Will bitcoin price cross $50,000 in the next year?

Some bullish investors seem to think so and have purchased options to back up their claim. According to a WSJ report, an unidentified investor has bought 30 options worth approximately $4,500 expiring in June 2020. The options have a strike price of $50,000. In simple words, this means that the investor is betting that the price of Bitcoin will reach or surpass $50,000 before next June. If it does reach the investor’s target price, they have the right to buy the underlying asset (in this case, bitcoin) at that price point. If Bitcoin fails to reach $50,000, the options will expire worthless. A call option is essentially a bet that the price of a security will hit a price within a certain timeframe.

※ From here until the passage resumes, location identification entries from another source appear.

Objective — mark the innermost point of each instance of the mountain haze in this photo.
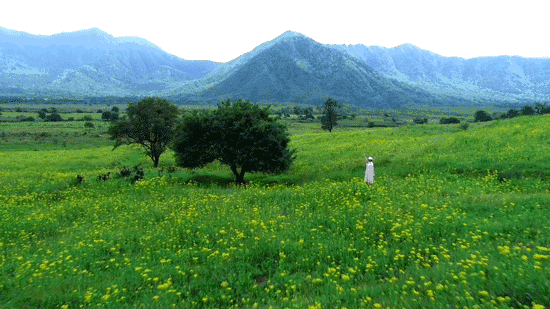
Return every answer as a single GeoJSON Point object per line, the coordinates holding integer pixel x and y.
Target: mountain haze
{"type": "Point", "coordinates": [289, 68]}
{"type": "Point", "coordinates": [501, 76]}
{"type": "Point", "coordinates": [91, 62]}
{"type": "Point", "coordinates": [295, 68]}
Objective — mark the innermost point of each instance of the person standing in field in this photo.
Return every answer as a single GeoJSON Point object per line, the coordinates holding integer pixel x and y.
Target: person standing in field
{"type": "Point", "coordinates": [369, 172]}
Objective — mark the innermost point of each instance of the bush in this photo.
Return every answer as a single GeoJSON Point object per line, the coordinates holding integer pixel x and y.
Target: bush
{"type": "Point", "coordinates": [138, 174]}
{"type": "Point", "coordinates": [124, 172]}
{"type": "Point", "coordinates": [420, 120]}
{"type": "Point", "coordinates": [103, 177]}
{"type": "Point", "coordinates": [448, 120]}
{"type": "Point", "coordinates": [54, 117]}
{"type": "Point", "coordinates": [482, 116]}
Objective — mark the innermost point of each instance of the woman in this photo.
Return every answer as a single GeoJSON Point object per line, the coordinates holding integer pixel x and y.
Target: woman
{"type": "Point", "coordinates": [369, 172]}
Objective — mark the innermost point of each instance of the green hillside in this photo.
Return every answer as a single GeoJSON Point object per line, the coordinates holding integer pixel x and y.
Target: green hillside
{"type": "Point", "coordinates": [455, 217]}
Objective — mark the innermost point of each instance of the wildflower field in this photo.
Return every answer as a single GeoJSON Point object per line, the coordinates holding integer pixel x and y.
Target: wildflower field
{"type": "Point", "coordinates": [455, 219]}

The options bet on Bitcoin price was placed at LedgerX, a cryptocurrency exchange. The most popular strike price for Bitcoin at the exchange is $25,000, according to Juthica Chou, the exchange’s co-founder. At another Amsterdam-based exchange, Deribit, the most popular call options for Bitcoin during the same timeframe are $36,000. Chou from LedgerX tweeted last week that the current trade in bitcoin options implied that there was a 70% chance that its price would hit $10,000 in June.

As of this writing, Bitcoin is changing hands at $8,486.89, down 2.15% from twenty-four hours ago. It has been on a bull run recently and has jumped by 46% in the last month.

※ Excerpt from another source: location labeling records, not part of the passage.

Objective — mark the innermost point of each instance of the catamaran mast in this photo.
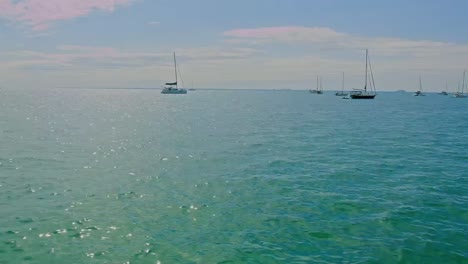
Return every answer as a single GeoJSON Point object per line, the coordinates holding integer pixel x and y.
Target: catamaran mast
{"type": "Point", "coordinates": [463, 87]}
{"type": "Point", "coordinates": [317, 82]}
{"type": "Point", "coordinates": [420, 84]}
{"type": "Point", "coordinates": [365, 86]}
{"type": "Point", "coordinates": [342, 83]}
{"type": "Point", "coordinates": [175, 68]}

Will Bitcoin Price Increase?  

This is not the first time that price increases have spurred higher strike price values for bitcoin options. At the height of a surge in cryptocurrency markets in 2017, Ari Paul, founder of Blocktower Capital, bet on the same price target – $50,000 – by December 2018 for Bitcoin. According to reports, Paul’s firm spent approximately $1 million on the trade. “These calls are a way for me to capture the upside exposure while owning less Bitcoin…they let me capture upside while reducing my downside risk,” he explained to CNBC.

But Bitcoin price crashed by more than 80% next year, netting a loss for Paul. One can only presume that the loss was not substantial since an options contract is essentially a bet and does not require ownership of the underlying asset. In most cases, the loss is limited to the premium and trading commission fees paid to an exchange.  

In several instances, the markets for derivatives, such as options, can be precursors of price movements in securities. But the relationship between the two has tenuous evidence within the Bitcoin market. While analysts have often referred to a relationship between Bitcoin futures and cryptocurrency markets, evidence regarding the same is still unproven.